Tucker Carlson, the former Fox News host-turned-podcaster, has faced recent accusations promoted by social media influencer Laura Loomer, alleging links to Qatar, claims which he denies, thus prompting Levin’s “Qatarlson” epithet. Carlson had clashed over Iran in a recent interview with Sen. Ted Cruz (R-TX), reportedly watched by Trump.
Steve Bannon, the former Breitbart News CEO-turned-presidential adviser-turned America First podcaster, declared his disagreement with Trump’s invocation of America’s potential engagement toward regime change in a Truth Social post on Sunday.
“Is this because the ultimate goal is regime change?” Bannon asked. “And if that’s fine, Israelis, have at it. If you want regime change, go for it, baby. Just no participation by the United States government.”
The Daily Beast reported that according to anti-Trump biographer Michael Wolff, unnamed sources within the administration described how Trump had initially leaned toward the Carlson-Bannon isolationist position until shifting Friday under congressional Republicans’ influence toward seeing the value to his image of a successful strike. “The tenor of the phone calls was him saying, ‘I think I’m gonna look very good if I do this,’” Wolff said.
Further exposing the extent to which the Iran strikes have diverged from the last decade of the MAGA movement’s tilt toward isolationism, two of Trump’s former close allies who later parted ways with him and went on to criticize his actions have now voiced their support.
Former Vice President Mike Pence and former National Security Adviser John Bolton have both historically identified with former President Ronald Reagan’s “peace through strength” hawkish foreign policy philosophy. Each praised the bombings of Iran’s nuclear sites.

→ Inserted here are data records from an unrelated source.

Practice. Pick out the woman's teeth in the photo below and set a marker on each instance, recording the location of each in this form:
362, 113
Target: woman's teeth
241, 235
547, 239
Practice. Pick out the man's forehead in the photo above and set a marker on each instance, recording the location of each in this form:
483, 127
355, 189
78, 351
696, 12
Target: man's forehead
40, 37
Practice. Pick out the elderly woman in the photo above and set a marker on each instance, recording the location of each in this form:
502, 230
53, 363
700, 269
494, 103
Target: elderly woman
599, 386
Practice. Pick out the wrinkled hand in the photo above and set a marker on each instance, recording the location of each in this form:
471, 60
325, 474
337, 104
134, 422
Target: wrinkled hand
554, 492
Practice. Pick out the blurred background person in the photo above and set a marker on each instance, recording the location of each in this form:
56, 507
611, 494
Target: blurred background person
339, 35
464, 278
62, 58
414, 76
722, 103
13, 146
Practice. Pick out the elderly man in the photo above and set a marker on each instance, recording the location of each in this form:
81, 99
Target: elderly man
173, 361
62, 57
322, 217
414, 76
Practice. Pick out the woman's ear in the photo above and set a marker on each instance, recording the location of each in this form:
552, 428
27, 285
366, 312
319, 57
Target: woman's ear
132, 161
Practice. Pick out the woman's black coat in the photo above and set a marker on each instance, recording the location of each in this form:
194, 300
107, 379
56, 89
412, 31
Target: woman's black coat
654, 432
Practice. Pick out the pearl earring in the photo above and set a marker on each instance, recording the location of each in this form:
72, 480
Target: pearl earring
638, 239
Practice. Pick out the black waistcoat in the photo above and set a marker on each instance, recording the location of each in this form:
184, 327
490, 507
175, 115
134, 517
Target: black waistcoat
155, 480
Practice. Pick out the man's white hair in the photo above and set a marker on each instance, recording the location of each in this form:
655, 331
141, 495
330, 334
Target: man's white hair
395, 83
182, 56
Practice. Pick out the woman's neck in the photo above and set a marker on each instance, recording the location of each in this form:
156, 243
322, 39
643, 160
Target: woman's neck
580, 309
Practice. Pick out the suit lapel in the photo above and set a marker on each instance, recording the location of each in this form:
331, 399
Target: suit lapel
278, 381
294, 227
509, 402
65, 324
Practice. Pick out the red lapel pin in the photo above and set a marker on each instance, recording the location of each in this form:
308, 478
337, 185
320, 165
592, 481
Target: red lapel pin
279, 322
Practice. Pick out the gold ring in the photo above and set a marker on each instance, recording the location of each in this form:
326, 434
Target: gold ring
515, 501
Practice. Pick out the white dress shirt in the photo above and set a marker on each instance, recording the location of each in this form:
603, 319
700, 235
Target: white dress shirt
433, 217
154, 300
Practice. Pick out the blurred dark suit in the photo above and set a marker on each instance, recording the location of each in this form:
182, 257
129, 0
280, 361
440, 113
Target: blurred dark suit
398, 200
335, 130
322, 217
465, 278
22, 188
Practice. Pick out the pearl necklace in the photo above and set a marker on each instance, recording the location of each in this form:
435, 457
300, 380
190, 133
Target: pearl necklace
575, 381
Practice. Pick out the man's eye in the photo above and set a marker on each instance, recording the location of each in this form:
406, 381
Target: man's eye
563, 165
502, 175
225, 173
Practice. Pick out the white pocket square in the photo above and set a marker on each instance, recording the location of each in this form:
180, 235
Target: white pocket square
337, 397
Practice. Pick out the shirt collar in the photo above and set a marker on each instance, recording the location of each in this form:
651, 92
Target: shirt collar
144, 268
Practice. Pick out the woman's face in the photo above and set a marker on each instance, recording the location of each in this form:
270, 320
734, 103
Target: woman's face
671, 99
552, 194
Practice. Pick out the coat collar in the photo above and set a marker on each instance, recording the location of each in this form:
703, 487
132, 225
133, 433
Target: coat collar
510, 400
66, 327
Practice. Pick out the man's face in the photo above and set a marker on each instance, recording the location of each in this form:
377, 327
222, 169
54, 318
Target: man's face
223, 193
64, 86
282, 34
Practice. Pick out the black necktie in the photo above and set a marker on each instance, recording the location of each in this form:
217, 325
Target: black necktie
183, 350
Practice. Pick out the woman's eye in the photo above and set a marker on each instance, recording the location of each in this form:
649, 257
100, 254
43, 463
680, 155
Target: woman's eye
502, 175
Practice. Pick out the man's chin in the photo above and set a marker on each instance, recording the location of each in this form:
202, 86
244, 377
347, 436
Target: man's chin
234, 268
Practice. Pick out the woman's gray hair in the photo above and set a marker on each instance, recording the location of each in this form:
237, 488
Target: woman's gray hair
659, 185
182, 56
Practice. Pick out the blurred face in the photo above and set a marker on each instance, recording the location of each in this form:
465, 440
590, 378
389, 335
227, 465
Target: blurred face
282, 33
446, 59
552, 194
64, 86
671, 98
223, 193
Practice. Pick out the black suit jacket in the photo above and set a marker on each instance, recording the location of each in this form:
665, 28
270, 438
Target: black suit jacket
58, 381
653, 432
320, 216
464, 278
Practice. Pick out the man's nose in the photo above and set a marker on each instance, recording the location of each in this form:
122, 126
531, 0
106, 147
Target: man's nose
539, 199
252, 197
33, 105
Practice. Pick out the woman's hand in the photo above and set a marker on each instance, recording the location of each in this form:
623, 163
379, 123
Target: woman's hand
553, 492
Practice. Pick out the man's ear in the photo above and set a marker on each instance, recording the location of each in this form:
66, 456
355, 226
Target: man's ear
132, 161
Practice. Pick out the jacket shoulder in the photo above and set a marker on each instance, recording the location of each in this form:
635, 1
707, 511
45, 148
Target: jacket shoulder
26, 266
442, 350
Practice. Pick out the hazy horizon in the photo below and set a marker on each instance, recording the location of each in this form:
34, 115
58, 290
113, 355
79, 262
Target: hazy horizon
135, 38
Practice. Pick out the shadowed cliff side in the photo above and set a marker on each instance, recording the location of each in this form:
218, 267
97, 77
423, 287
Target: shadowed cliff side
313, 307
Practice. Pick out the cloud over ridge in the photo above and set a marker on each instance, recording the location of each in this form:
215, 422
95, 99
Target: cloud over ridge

Pence said to Fox News on Sunday that even though “the president and I have had our differences,” he “couldn’t be more proud [sic] of President Trump’s decisive leadership in this moment or the extraordinary professionalism and courage of our armed forces that brought about this historic mission.”
On Sunday morning, the conservative magazine Washington Examiner published an article with the headline “Trump did the right thing in Iran” by Bolton, one of the conservative movement’s most steadfast and robust Iran hawks.
“It was long past time that Washington did more to aid Israel in defeating Iran and took direct action against Tehran’s nuclear proliferation efforts,” Bolton wrote. “There are undoubtedly additional measures now underway to protect American deployed forces and civilian personnel in the region against Iranian retaliation now that we have taken offensive military action. Similarly, we should continue bringing forward additional forces to bolster Israeli and Gulf Arab state defenses against Tehran military retaliation.”
Bolton warned that “peace and security in the Middle East are impossible while the ayatollahs rule in Tehran.” He urged that “overthrowing the current regime is a necessary, even if not a sufficient, condition to reach that goal. The sooner the better.”
Trump said after Saturday night’s strikes that the US was acting to prevent Iran from building nuclear weapons but not seeking regime change. The next day, however, he seemed to entertain the idea. Writing on Truth Social, he posted: “It’s not politically correct to use the term, ‘Regime Change,’ but if the current Iranian Regime is unable to MAKE IRAN GREAT AGAIN, why wouldn’t there be a Regime change??? MIGA!!!”